# Running MetaSIPSim for the follow-up simulations

Sam Barnett

### Introduction

This notebook makes the configuration files and commands to run the followup simulations. These simulations are as follows:

* Varying number of incorporators: In these two simulations, I'll take the low GC skewed community and have either 25 or 100 incorporators per sample with a total of 50 or 200 incorporators.

* Heavier buoyant density window: In this simulation I'll take a lighter and heavier BD window with the high GC skewed community.

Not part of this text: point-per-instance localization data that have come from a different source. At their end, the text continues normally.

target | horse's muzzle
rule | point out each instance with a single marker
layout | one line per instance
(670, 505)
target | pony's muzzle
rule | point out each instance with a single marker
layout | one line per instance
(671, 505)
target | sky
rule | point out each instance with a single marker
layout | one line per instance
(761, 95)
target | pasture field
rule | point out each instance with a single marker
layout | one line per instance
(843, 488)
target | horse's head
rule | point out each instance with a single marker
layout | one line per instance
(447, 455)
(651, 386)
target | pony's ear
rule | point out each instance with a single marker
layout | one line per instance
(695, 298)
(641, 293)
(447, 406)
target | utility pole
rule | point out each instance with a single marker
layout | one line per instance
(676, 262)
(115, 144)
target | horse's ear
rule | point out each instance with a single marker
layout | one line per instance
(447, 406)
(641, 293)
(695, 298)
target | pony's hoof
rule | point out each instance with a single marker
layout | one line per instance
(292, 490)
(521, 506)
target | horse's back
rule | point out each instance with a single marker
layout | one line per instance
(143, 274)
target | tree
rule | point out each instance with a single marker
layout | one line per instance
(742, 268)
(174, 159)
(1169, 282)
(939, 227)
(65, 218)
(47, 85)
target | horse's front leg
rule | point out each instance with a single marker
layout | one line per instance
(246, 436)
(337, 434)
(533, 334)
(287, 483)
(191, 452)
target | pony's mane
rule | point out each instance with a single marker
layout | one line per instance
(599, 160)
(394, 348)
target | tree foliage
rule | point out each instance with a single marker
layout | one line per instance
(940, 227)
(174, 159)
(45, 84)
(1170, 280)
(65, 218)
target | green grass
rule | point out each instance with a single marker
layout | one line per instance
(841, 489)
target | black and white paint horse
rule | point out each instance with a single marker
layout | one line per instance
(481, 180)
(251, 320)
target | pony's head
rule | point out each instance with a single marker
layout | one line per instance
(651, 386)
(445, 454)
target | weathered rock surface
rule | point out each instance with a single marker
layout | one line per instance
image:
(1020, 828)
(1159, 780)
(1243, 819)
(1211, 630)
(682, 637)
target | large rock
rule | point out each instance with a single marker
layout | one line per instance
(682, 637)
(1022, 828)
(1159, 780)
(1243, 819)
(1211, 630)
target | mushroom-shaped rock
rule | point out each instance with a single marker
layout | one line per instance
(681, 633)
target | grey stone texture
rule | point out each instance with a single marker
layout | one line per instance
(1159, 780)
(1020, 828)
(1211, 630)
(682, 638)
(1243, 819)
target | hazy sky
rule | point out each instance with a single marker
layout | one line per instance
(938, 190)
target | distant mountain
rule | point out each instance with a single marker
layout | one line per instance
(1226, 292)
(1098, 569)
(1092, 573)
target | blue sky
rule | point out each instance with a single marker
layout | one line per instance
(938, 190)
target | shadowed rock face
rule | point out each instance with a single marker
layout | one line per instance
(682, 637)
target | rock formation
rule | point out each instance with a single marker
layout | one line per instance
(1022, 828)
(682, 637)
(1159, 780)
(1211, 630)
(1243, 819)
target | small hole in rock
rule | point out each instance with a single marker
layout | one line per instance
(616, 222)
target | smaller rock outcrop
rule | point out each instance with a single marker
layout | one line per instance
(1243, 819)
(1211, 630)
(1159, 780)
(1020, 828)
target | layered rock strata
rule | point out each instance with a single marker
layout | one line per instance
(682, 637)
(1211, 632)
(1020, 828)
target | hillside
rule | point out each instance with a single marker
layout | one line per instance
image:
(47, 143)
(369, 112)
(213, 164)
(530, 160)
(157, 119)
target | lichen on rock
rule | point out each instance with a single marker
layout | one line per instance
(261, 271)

For both of these followup simulations I will only generate 5,000,000 reads. 


## 1) Initialization

First I need to import the python modules I'll use, set some variables, initiate R magic, and create/get into the working directory.

In [4]:
import os
workDir = '/home/sam/data/SIPSim2_data/RealWorld_study3/'
genomeDir = '/home/sam/databases/ncbi_genomes/ncbi-genomes-2019-01-25/'

nprocs = 20

In [5]:
import sys
import pandas as pd
import numpy as np
import ConfigParser


In [6]:
# making directories
## working directory
if not os.path.isdir(workDir):
    print("Working directory does not exist!!!")
%cd $workDir

## genome directory
if not os.path.isdir(genomeDir):
    print("Genome directory does not exist!!!")
else:
    print(genomeDir)

/home/sam/data/SIPSim2_data/RealWorld_study3
/home/sam/databases/ncbi_genomes/ncbi-genomes-2019-01-25/


### Make new directories to store reads for the followup experiments

In [None]:
# making directories
followupDir = os.path.join(workDir, 'followup_sims')
if not os.path.isdir(followupDir):
    os.makedirs(followupDir)
    os.makedirs(os.path.join(followupDir, 'incorp25_lowGC'))
    os.makedirs(os.path.join(followupDir, 'incorp100_lowGC'))
    os.makedirs(os.path.join(followupDir, 'lightwindow_highGC'))
    os.makedirs(os.path.join(followupDir, 'mediumwindow_highGC'))
    os.makedirs(os.path.join(followupDir, 'heavywindow_highGC'))

## 2) Configuration file

Now I'll make the file containing all the configurations needed to run the MetaSIPSim simulations. I'll need a separate one for each simulation.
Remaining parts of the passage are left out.